Abstract

Metamaterials-based nano-resonators have been extensively studied due to their precise controllability for tuning electromagnetic waves, while it is difficult to map the effects of resonating-light on electrical-transport. Here, conductivities and the effects of charge-traps with nanoscale resolutions are mapped in Ge2Sb2Te5 (GST)-based nano-resonator under resonant excitations. In this strategy, a high electric-field out of surface-plane is applied through a conducting nano-probe, and the probe scans to induce a phase-transition. Results implicate an insulating-to-conducting-phase transition induced by electric-field, due to the formation of filament-like conducting-paths.
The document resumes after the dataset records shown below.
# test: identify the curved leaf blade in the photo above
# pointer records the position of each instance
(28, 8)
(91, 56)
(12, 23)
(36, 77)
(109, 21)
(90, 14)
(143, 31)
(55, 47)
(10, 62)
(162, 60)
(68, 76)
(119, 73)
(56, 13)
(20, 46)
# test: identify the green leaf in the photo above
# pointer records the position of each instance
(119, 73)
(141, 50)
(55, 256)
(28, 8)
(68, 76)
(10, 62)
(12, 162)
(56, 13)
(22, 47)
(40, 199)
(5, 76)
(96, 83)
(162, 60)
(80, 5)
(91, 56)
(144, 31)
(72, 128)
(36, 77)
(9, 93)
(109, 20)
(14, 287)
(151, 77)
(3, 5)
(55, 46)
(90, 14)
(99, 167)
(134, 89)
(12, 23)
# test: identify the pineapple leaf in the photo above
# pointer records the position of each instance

Utilizing contrasting electrical and optical properties of conducting- and insulating-phases, nano-resonators are fabricated on the surface of GST. Then, plasmonic-conductivities and the effects of charge-trap in nano-resonators are mapped. Nano-resonators with linear-gratings show plasmonic photocurrent upon illumination at selective-wavelengths depending on grating-elements. Contrarily, square-shaped nano-resonators effectively produce plasmonic effects on a broad wavelength range due to the large number of available modes, as evident from plasmonic-wave simulations. Importantly, plasmonic effects prohibit the re-trapping of carriers, resulting in dramatically low trap densities. Moreover, simulation shows that plasmonic effects are pronounced at short-wavelengths, providing high plasmonic-conductivities and low charge-trap densities. The mapping of plasmonic-transport properties can have significant impacts on basic research and applications of phase-change material-based-plasmonic devices.

http://dx.doi.org/10.1002/adfm.202520251